Выбрать главу

«Пережитые волнения отразились на Акиме Даниловиче очень странно. Он часто плакал и нередко заговаривал с Настей (своей кухаркой) о том, как хорошо жить на свете… Он считал себя пристыженным и опозоренным, недостойным никакого уважения»… Наконец. спустя несколько месяцев, его душевный кризис закончился. Сачков погрузился в состояние душевной апатии, уравновешенного пессимистического настроения.

На последних строках рассказа он суммирует итоги пережитого:

«У меня теперь, Анастасья, ничего нет! – Я теперь все знаю… и ничего нет. Отлично все понимаю. Об-сер-ва-тория!.. Ха, ха, ха! Ври, сколько хочешь, пустяки! Астроном называется! Со службы даже не прогнали! Учены, нечего сказать!.. Тяжело мне теперь, Анастасья… надежды не имею… Господи, Боже мой! Смутно! Ни отца нет, ни матери… Один я, совсем один»…

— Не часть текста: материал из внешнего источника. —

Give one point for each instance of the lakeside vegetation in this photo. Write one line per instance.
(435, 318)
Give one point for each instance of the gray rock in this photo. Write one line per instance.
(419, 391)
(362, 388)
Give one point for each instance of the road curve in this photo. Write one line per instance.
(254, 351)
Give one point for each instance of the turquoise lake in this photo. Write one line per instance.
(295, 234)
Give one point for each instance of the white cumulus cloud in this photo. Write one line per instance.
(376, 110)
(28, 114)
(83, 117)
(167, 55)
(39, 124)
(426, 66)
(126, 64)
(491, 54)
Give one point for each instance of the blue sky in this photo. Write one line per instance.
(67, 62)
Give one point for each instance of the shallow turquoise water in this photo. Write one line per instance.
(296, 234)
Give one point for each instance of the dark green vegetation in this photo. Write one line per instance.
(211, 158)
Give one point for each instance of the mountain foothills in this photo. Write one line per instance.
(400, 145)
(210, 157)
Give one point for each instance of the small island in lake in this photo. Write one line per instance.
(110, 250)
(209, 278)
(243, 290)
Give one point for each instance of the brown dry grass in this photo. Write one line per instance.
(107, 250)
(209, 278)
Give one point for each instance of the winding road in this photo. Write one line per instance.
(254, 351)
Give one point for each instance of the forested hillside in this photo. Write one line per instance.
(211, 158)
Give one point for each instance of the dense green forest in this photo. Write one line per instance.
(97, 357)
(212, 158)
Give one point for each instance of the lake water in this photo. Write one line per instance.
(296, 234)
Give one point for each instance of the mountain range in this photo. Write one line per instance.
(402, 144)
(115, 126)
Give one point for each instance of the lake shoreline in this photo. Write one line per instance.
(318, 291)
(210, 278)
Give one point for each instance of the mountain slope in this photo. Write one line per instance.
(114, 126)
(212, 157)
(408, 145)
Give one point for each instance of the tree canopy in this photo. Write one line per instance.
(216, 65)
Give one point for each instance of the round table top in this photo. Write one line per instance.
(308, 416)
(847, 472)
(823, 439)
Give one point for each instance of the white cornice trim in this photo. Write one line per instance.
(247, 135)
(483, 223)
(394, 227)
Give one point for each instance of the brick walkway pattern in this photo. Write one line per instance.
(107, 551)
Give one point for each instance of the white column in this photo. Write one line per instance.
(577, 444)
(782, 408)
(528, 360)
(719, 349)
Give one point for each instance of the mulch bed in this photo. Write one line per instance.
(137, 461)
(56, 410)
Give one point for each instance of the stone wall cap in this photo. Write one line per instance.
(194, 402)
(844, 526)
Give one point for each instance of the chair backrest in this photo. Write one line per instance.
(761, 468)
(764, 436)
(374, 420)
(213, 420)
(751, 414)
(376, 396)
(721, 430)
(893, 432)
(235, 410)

Вот какого рода «драмой одинокой души» занимает внимание читателей г. Кипенев.

В художественную оценку его рассказа, равным образом как и рассказов Ек. Летковой и М. Арцыбашева, мы позволяем себе не вдаваться, от детальных характеристик героев всех трех названных произведений мы уклоняемся. То и другое мы считаем совершенно излившим. Излишним мы также считаем подвергать детальному анализу пессимистические настроения и обобщения, вроде фантасмагории «мушиного конца» или культа смерти, исповедуемого сумасшедшим инженером.

«Мертвые пусть хоронят своих мертвых!» Пусть художники беллетристы «интеллигентного пролетариата» расходуют свои силы, уменье, дарования на изображение «мелких помыслов, мелких страстей», вдохновляющих «сереньких» обывателей серенькой среды!.. Нам, в данном случае, важно было лишь отметить некоторые симптомы модного ныне литературного течения. А материал, содержащийся в рассказах Ек. Летковой, М. Арцыбашева, Александра Кипенева, достаточно точно ярко характеризует это «несвоевременное» течение, – течение, которое не считается с передовыми веяниями исторического момента, которое на своем знамени начертало: – вместо подъем общественных чувств – скорбь «одиночества», вместо развития – неподвижность застоя, вместо жизни – страх перед ней.